И не меньше, поскольку, проведя два года в выяснениях, разысканиях, чтении и разглядывании стены, я пришел к выводу, что ничего нет столь зыбкого, как причины, вызывающие любой человеческий поступок. Дело-то простое - неделя за неделей изучать банковские счета, бухгалтерские книги, письма от маклеров, месяцами просматривать старые газетные подшивки, курсы акций в тот период на бирже, тома по экономической истории и теории, несколько лет подряд как бы из пустого любопытства расспрашивать всех и каждого, кого с
[19]
2 февраля; по поверию, сурок в этот день вылезает из норы, и, если он отбрасывает тень, ожидается бурная весна.
Честно говоря, установить невозможно ровным счетом ничего, поскольку еще Юм указал: причинность можно определить всего лишь косвенно, да и для этого в каком-то месте приходится совершить скачок от видимого к тому, что видеть нам не дано. Пусть так. Цель моих "Размышлений" и состоит в том, чтобы, насколько это человеку доступно, сократить расстояние, которое надо будет осиливать скачком, то есть собрать до самой последней мелочи всю информацию, относящуюся к обстоятельствам самоубийства моего отца. Можете, если угодно, считать, что я в своем расследовании на самом-то деле движим лишь нежеланием признать причиной самоубийства страх отца перед кредиторами: не мог, мол, он с ними лицом к лицу встретиться. Возможно, так оно и есть (хотя не столь напрашивающиеся объяснения тоже могут быть обоснованы, да еще как серьезно), только я, уж как хотите, вполне сознательно склоняюсь к совсем другим истолкованиям. Но при всем том, разумеется, готов признать, что собственное мое понимание накопленных фактов предвзято, отчего даже тогда, в 1937 году, один ящик из-под персиков был предназначен для записей, касавшихся меня самого, - туда, кстати, положил я и записи о двух наблюдениях, сделанных в мой последний день. Вернее всего было бы сказать так: отказ признать причиной самоубийства отцовские неудачи на бирже для меня был гипотезой, проверяемой "Размышлениями", тезисом, который направлял все мое расследование.
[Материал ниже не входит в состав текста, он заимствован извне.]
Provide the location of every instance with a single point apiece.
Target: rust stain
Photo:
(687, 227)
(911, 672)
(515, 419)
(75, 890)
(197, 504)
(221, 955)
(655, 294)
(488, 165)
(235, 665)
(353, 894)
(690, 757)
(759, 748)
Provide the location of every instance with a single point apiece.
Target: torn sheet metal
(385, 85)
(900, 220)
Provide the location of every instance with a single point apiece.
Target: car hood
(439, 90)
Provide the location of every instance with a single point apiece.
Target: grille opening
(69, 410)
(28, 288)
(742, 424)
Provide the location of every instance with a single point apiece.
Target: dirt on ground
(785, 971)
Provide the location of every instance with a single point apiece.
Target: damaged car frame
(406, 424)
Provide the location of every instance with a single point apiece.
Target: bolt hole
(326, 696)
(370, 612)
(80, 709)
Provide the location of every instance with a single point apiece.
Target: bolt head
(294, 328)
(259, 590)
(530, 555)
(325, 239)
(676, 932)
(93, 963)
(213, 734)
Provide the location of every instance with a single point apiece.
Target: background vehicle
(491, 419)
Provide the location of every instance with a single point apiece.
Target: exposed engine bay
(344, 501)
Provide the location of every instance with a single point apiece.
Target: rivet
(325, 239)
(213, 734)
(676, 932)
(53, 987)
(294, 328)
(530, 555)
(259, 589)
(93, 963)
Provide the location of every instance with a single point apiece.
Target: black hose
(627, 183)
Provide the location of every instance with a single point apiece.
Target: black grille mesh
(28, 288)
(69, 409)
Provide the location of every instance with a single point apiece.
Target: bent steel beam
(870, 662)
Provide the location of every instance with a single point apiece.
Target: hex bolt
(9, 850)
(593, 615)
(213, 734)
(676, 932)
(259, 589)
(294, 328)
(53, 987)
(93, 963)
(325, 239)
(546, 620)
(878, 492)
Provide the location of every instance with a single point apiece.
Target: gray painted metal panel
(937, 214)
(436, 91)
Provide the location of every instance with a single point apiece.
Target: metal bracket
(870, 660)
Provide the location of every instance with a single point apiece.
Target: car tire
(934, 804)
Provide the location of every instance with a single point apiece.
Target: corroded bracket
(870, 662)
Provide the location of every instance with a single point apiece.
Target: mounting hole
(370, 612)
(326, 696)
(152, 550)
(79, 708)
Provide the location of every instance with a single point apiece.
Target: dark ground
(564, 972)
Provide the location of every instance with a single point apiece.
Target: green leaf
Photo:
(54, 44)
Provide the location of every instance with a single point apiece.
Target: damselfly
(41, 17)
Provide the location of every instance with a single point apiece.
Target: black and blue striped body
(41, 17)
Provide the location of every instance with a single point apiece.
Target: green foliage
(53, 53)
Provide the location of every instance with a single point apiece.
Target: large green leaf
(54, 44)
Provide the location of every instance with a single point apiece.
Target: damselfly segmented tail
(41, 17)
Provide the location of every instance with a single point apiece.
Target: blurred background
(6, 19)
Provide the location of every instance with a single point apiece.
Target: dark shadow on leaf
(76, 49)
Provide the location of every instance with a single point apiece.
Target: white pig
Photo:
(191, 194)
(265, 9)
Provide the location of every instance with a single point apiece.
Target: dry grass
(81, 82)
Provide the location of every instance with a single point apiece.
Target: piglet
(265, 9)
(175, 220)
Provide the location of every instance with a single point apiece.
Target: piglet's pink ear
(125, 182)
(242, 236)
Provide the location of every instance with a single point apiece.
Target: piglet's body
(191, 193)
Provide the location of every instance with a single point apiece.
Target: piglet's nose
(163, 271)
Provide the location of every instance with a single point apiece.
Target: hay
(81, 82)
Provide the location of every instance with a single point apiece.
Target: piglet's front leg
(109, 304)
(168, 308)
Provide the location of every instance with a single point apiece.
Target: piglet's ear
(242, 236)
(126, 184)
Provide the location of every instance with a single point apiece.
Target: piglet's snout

Вы, конечно, понимаете, что сама цель, которую я себе поставил, - насколько возможно уменьшить расстояние между фактом и суждением о нем - обрекала эти записи на бесконечное продолжение. Ну конечно, можно было где-нибудь остановиться и заявить: я располагаю достаточной информацией, которая позволяет заключить, что Томас Т. Эндрюс покончил с собой в силу таких-то и таких-то причин. Но поймите правильно, на самом деле я хочу не перекрыть пропасть между фактом и суждением (может, очень даже глубокую, как ни близко друг от друга ее края), я хочу только сократить расстояние, которое предстоит одолеть прыжком. А потому - задача моя не может иметь окончания: на этот счет я никогда себя не обманывал. Однако из того, что окончания она не имеет, для меня не вытекало невозможности работать над другими задачами, в совокупности составлявшими мой грандиозный замысел, пусть решить эти задачи возможно лишь при условии, если в своих "Размышлениях" совершу-таки скачок. Когда цель недостижима, это еще не значит, что напрасны попытки к ней стремиться. И, кроме того, я уже где-то говорил, что дело, которым занимаешься достаточно долго, становится самоценным, так что, если даже не останется иных мотивов, я все равно буду дальше осуществлять свое расследование, хотя бы для того, чтобы с приятностью проводить два послеобеденных часа.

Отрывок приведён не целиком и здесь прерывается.